To face such challenges to ensuring equitable access to clean freshwater, policymakers at multiple scales must derive arrangements for managing and sharing these resources. The challenge is that this then creates the potential for conflicting demands on water governance: (1) the development of mutually beneficial and binding/long-lasting institutions and accountability, and (2) responsiveness to the communities whose lives and livelihoods depend on those resources. These tensions are particularly evident in the Great Lakes region, where long-standing governance arrangements have allowed for shared management but there is growing demand for more democratic, community- and equity-centred approaches to water governance in the region. Policy leaders, then, must identify these democratic tensions in transboundary watershed management, with a focus on the Laurentian Great Lakes, and ask how concepts and innovative practices of democracy and commoning of water, as seen in Italy, might develop new water governance structures that increase political voice, equity, recognition, and participation.

For example, freshwater governance experts might ask the following questions: What are the democratic ethics and tensions in transboundary watershed management and governance in the Great Lakes? How does citizen participation figure in this governance framework? Further, how can domestic and international organisations and agreements, such as the International Joint Commission (IJC) and the Great Lakes Compact (GLC), better use democratic participation to support water equity and justice at the U.S.-Canada border? We can use the lens of recent work on the gendered dimension of freshwater governance around the world, as well as being critical of capitalism in the face of the commons and democratic control, from IHE Delft to dive further into such inquiry.

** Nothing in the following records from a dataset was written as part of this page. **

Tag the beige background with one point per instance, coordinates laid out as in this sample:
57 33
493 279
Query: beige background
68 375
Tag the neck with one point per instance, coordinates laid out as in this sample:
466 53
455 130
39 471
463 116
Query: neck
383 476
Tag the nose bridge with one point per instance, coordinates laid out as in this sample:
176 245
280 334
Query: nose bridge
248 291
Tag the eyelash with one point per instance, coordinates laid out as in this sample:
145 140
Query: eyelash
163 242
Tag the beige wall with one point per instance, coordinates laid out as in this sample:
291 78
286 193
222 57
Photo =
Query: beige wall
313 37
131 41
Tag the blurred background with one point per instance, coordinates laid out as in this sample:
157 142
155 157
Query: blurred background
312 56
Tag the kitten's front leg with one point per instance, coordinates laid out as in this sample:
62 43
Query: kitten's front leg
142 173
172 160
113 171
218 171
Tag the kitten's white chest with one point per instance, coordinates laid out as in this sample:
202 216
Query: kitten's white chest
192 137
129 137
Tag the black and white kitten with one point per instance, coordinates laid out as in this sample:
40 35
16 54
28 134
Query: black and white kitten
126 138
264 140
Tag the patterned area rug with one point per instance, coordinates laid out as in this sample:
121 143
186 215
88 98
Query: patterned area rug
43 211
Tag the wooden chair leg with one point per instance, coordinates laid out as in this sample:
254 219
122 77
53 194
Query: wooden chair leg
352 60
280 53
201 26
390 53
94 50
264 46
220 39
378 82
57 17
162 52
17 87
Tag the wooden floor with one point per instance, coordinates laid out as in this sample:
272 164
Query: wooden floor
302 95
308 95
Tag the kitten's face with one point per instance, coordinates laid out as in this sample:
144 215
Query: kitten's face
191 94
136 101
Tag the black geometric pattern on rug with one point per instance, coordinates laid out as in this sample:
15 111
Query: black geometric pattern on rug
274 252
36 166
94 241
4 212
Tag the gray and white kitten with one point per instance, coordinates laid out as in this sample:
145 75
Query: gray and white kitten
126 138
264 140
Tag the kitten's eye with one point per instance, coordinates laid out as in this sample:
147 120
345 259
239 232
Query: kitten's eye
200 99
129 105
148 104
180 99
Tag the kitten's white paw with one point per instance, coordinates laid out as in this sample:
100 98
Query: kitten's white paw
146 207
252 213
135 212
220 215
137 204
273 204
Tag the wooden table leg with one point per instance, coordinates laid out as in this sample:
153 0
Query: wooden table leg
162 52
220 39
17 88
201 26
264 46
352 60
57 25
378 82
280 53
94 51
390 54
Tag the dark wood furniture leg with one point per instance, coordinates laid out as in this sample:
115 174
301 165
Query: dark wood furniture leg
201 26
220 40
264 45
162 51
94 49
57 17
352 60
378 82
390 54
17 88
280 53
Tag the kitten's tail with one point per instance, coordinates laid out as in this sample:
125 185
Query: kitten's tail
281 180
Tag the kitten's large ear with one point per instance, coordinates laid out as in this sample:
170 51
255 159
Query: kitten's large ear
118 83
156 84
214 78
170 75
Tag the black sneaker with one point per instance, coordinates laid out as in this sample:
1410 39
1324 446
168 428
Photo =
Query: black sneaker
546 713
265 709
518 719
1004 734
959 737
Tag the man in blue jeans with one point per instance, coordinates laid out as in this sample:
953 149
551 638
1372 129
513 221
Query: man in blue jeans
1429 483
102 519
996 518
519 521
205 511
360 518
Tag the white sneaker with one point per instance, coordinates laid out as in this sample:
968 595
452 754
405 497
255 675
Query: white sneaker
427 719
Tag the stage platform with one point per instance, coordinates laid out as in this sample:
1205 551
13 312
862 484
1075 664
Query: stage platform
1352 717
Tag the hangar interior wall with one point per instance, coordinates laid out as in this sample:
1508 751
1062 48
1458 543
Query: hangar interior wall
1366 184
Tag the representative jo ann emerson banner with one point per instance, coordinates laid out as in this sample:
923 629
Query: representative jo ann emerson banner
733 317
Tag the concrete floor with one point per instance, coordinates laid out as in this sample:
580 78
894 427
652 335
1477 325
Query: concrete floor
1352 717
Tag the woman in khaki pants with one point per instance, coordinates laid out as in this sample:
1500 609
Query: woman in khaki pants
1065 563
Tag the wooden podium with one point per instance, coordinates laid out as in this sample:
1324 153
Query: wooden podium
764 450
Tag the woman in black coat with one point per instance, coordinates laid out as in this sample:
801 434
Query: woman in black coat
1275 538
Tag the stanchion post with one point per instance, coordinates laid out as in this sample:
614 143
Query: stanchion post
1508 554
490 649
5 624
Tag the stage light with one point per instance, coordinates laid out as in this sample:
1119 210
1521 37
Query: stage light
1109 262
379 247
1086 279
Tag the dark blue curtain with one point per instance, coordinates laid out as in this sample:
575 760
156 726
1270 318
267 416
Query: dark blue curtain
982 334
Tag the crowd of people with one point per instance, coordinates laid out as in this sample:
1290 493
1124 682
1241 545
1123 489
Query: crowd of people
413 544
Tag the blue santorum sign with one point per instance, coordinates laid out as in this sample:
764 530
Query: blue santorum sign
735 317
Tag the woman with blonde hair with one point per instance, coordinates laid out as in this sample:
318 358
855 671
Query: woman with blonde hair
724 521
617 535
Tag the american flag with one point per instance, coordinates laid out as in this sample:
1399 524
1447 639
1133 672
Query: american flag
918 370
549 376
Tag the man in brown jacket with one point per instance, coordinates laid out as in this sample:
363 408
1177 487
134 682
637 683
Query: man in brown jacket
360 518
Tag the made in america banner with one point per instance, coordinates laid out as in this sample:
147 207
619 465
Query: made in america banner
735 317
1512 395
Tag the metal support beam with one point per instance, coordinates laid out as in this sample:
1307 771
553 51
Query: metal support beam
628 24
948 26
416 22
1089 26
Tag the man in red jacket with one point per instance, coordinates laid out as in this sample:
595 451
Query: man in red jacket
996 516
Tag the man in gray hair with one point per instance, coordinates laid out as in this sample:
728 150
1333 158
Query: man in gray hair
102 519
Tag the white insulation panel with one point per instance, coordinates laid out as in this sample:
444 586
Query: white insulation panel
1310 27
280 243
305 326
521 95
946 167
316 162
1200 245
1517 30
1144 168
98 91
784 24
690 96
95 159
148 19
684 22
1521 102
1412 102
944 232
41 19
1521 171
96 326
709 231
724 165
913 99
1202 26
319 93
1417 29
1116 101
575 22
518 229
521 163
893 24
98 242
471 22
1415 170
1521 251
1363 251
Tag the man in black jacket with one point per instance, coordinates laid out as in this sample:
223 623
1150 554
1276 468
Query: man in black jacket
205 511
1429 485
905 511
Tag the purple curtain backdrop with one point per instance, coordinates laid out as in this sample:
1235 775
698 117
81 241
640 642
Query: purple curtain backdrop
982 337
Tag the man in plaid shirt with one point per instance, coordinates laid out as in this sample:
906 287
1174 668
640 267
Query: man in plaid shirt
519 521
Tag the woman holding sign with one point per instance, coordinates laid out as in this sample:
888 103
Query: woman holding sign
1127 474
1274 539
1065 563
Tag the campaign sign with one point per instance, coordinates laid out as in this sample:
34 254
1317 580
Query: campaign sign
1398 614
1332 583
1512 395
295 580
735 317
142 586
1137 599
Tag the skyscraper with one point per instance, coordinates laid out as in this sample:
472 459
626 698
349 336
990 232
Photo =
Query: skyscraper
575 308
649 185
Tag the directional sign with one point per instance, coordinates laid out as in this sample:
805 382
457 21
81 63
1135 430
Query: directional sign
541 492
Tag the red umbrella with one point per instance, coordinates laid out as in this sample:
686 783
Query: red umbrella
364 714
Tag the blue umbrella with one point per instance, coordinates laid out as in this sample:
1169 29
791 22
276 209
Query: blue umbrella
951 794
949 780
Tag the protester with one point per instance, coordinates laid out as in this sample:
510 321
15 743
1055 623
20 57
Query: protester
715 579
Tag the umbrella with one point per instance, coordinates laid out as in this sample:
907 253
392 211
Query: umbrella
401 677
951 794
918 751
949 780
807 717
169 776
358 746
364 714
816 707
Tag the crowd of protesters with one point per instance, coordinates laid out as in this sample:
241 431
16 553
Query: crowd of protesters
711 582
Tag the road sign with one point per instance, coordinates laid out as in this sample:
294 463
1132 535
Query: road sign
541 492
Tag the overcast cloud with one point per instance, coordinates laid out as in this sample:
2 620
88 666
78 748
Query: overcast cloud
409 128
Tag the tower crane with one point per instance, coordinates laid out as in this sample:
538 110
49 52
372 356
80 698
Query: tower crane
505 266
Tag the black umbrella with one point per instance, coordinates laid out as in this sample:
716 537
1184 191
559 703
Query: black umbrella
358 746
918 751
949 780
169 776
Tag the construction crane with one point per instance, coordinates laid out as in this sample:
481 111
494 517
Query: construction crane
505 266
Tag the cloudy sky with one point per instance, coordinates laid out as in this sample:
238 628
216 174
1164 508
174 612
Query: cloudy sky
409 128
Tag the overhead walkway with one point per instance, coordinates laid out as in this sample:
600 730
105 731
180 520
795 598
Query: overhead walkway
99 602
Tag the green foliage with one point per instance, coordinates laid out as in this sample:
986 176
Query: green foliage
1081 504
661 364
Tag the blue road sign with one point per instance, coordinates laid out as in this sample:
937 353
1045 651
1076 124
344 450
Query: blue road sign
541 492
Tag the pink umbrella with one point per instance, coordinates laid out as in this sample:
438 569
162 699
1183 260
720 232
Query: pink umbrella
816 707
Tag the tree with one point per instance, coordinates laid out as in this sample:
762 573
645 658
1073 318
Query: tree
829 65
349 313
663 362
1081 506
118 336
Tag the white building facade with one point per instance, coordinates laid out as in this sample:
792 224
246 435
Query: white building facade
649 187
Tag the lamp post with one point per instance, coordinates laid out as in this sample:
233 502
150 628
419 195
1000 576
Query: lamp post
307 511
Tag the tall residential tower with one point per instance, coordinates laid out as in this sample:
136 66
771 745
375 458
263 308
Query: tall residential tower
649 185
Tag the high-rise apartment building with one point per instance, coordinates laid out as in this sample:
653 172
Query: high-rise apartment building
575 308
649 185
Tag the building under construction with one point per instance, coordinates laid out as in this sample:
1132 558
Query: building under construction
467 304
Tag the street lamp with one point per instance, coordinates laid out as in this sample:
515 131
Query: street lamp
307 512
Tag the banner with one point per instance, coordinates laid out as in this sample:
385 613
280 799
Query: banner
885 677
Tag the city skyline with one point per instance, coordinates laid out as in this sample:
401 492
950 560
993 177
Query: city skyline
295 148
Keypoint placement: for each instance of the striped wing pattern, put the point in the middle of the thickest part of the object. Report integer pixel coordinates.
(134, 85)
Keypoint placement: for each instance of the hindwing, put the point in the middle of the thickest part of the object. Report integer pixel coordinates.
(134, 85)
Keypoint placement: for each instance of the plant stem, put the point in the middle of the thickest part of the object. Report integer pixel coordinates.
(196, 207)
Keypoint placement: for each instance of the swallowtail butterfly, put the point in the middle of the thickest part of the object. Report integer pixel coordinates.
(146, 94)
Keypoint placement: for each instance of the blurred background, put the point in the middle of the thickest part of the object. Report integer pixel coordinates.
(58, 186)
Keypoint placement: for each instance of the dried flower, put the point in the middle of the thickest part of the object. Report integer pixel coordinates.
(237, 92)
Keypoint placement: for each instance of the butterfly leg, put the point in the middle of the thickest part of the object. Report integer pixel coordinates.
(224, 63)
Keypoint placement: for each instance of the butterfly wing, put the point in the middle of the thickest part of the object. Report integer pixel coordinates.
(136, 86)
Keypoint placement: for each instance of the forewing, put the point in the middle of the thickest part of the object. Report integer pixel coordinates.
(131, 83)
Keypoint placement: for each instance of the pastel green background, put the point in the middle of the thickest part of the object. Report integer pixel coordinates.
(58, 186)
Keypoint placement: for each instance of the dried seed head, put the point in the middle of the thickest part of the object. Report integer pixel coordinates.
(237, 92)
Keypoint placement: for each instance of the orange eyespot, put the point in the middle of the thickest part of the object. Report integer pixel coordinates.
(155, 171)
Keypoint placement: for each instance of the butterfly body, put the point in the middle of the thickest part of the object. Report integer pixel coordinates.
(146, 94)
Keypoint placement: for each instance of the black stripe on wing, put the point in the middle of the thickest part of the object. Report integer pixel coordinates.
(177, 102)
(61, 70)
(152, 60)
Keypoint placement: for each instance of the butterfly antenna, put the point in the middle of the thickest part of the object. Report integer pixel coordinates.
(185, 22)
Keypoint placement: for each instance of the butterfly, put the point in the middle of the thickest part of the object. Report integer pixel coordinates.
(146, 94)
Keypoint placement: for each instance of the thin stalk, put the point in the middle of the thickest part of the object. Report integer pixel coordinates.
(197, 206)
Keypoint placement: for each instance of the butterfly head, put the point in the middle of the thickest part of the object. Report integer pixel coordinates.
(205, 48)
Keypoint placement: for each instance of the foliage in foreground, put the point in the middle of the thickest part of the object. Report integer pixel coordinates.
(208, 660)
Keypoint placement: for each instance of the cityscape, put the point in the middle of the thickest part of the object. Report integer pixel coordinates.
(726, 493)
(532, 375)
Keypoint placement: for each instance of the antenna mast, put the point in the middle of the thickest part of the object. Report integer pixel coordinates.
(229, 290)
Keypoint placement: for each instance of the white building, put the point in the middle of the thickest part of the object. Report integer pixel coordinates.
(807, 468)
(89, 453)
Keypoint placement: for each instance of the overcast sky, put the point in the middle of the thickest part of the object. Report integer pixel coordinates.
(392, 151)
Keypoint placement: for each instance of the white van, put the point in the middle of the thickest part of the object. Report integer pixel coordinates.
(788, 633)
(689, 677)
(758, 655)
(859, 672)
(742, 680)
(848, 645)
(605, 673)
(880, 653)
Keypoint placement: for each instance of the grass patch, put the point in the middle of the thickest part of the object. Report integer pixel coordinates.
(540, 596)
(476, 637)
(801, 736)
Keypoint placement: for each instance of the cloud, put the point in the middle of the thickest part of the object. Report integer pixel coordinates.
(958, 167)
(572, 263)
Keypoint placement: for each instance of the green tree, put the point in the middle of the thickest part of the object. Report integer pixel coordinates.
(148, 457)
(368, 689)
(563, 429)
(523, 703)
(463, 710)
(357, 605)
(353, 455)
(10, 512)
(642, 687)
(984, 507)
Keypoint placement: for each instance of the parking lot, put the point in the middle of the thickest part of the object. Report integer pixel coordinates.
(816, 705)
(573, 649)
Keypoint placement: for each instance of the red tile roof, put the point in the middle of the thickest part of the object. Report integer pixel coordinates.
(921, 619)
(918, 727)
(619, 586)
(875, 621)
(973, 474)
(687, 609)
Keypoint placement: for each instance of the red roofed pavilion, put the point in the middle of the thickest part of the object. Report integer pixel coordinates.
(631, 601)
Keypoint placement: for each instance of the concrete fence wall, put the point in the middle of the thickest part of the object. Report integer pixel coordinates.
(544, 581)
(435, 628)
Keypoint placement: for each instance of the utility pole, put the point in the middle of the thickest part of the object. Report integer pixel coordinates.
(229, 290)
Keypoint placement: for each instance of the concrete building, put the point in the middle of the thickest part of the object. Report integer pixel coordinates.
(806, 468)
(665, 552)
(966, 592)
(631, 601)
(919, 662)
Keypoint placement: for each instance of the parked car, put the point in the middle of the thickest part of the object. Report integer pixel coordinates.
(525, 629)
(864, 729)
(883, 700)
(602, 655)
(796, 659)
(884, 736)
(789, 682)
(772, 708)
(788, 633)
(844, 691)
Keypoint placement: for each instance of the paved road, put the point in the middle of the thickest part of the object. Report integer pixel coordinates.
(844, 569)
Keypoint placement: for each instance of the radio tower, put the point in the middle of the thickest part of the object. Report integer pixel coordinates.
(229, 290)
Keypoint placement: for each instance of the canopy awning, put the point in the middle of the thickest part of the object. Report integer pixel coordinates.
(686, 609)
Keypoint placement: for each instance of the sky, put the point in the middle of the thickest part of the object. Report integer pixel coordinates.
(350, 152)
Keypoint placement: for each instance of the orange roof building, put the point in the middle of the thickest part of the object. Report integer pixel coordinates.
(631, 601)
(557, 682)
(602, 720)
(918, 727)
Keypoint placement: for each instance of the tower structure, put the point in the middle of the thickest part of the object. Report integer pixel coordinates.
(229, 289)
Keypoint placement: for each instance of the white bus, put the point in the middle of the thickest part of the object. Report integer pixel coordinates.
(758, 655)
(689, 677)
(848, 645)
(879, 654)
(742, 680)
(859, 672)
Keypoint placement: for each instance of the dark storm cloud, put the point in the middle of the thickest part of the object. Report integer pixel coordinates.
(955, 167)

Answering these questions requires a lens on policy and governance that could leverage and transform existing organisations like the IJC, compacts like the GLC, and the proposed Canada Water Agency for more effective, deliberative, and encompassing democratic water governance. The Great Lakes region is a useful case for critically examining these questions related to transnational water governance because such organisations, compacts, and agencies are rooted in existing water governance frameworks and pluralistic value systems. However, governance of Great Lakes water has, at times, proven undemocratic and dominative, as evinced in water shutoffs for citizens in Detroit and Chicago unable to pay for water, as well as long-standing drinking water advisories in the Chippewas of Nawash First Nation, Mohawks of the Bay of Quinte, and the Oneida Nation of the Thames.

Politicians, policymakers, and the public alike must be alert to institutional inertia to see where they fall short in democratic––especially deliberative democratic––principles and mechanisms. Though, we can all, also, look to how freshwater governance may support democracy, too, in strengthening our collective voice and binding communities to each other as well as the non-human natural world.